International Distributed Systems—Architectural and Practical Issues: This article discusses the architectural considerations for building multilingual distributed systems.
- Safe Software Practices: It emphasizes avoiding "hardwired" literals in code, using opaque data types for culturally sensitive information (like money or dates), and parameterizing user preferences.
- Modular RTLs: A key technique is to build modular run-time libraries (RTLs) with universal application programming interfaces (APIs) that abstract language-specific complexities, allowing for incremental improvements and greater component reuse.
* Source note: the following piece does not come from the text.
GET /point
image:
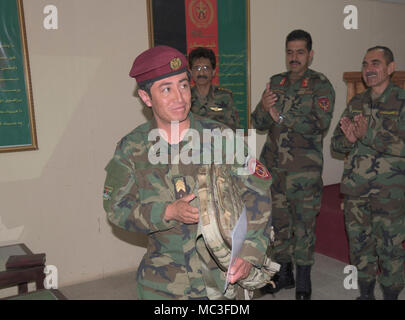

- System Services: It describes the need for multilingual system services like font servers, directory services, and diagnostic tools, and the importance of registering user preferences and locales in a global name service.
Supporting Chinese, Japanese, and Korean Languages in OpenVMS & Character Internationalization in Databases: These sections provide case studies of Digital's practical internationalization efforts.
- OpenVMS: It details the adaptation of the OpenVMS operating system for Asian languages, including handling multibyte character sets, specialized input methods (e.g., Kana-to-kanji conversion), high-resolution fonts, and modifications to core system components like DCL and SORT/MERGE utilities. It highlights the engineering challenges of re-engineering legacy systems and the benefits of a "co-engineering" approach to integrate Asian-specific code into the main product.
- Databases: It focuses on the unique challenges of character internationalization in database management systems (like DEC Rdb), which must manage character sets in user data, metadata, and source code. It discusses SQL-92's role in providing a standard foundation and how Digital's co-engineering strategy successfully reduced development time and costs for its internationalized Rdb product.
In summary, the document comprehensively explores the shift from ad-hoc localization to fundamental internationalization in software development, detailing the cultural nuances involved, the technical standards and architectural solutions (like Unicode and X/Open), and the practical engineering efforts required to build global-ready computing systems.